My ex-partner was already part of the military when we married - something I supported despite not knowing much at all about what it entailed, and how it would impact me and our relationship.
Some people might think that I must have had an idea of what was to come, but I truly didn’t. At the time, we lived in a small place where nobody else had previously joined the military, so all I really knew was that he’d be going away for a few months each year and we’d need to move around.
When it happened, I was thrown in at the deep end. Almost immediately we moved away, and, at the time, I already had two children and was pregnant with our third.
Moving somewhere completely new to you can be inherently difficult, but it becomes even more so when you’re also raising three small children and you don’t have a core support network.
At times, I was lucky enough to be living nearby other military wives whose husbands went off at similar times to my own. I was able to build up friendships with these women - that was, however, until someone was posted and moved elsewhere.
It was just as difficult for our children to integrate too. One of our children moved school nine times before leaving at 16.
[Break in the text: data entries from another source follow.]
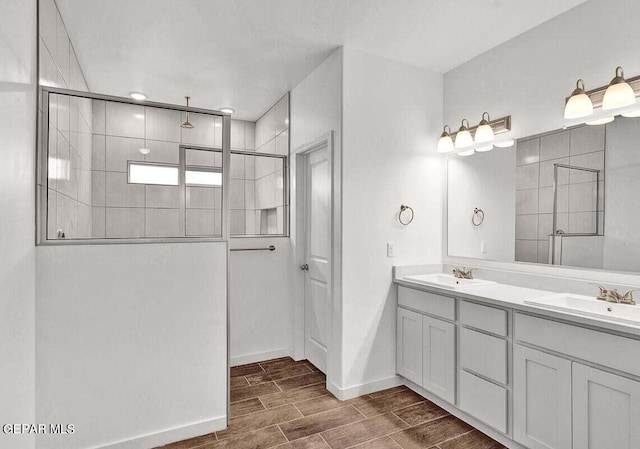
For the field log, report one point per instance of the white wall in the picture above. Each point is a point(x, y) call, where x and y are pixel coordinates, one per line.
point(17, 193)
point(486, 181)
point(131, 342)
point(316, 110)
point(530, 75)
point(391, 122)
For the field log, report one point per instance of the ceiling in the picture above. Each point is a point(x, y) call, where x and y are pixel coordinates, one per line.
point(246, 54)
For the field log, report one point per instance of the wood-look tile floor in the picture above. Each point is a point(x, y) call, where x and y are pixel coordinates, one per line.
point(283, 404)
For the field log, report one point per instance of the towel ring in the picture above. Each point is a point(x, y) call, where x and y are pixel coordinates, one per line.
point(478, 217)
point(405, 217)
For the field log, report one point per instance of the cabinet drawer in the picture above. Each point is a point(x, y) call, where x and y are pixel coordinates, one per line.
point(597, 347)
point(484, 354)
point(483, 400)
point(441, 306)
point(485, 318)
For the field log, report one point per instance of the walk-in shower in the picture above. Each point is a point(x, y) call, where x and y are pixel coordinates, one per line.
point(115, 168)
point(575, 189)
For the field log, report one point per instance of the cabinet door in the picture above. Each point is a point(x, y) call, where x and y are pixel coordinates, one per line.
point(606, 410)
point(541, 399)
point(438, 357)
point(409, 345)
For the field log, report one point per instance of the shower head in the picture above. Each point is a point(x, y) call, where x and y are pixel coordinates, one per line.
point(187, 124)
My ex-partner used to miss both my birthday and Valentine’s Day each year, which was awful. Emails weren’t a thing at the time, so it was even more difficult to communicate with him when he was away. He had some access to comms because of his position, so he could set up phone calls, but this was never a routine thing. He’d just try to call when he could. Eventually, I found that no contact was easier to manage as long as I knew he was ok.
I got better at dealing with the challenges that came with being a military wife over the 16 years I was with my ex-partner, but I never got used to them.
It was lonely and isolating, and raising my children whilst moving frequently was stressful - all things that other military families sometimes contend with and need extra support for.
"Through my experience, I became more resilient and self-sufficient. I learnt not to panic and to take things in my stride, but I would have loved to have had more support to help me manage my mental health at the time."
Mental health wasn’t something people talked about when I was a military wife. And, relatively simple things that would have been a huge support to have, such as a document describing the emotional cycle of deployment, didn’t exist. Thankfully, that’s changing and there is now so much more support for military families and personnel than there was when I was a military wife. There’s also a lot less stigma around accessing it.
Anchoring Minds, for example, is Solent Mind’s emotional wellbeing service, ensuring Royal Navy and Royal Marine personnel and their families know how and where to access mental health support when they need it.
This could be something as simple as a friendly chat with someone who understands what you’re going through, or access to peer support groups or free resources to improve your wellbeing.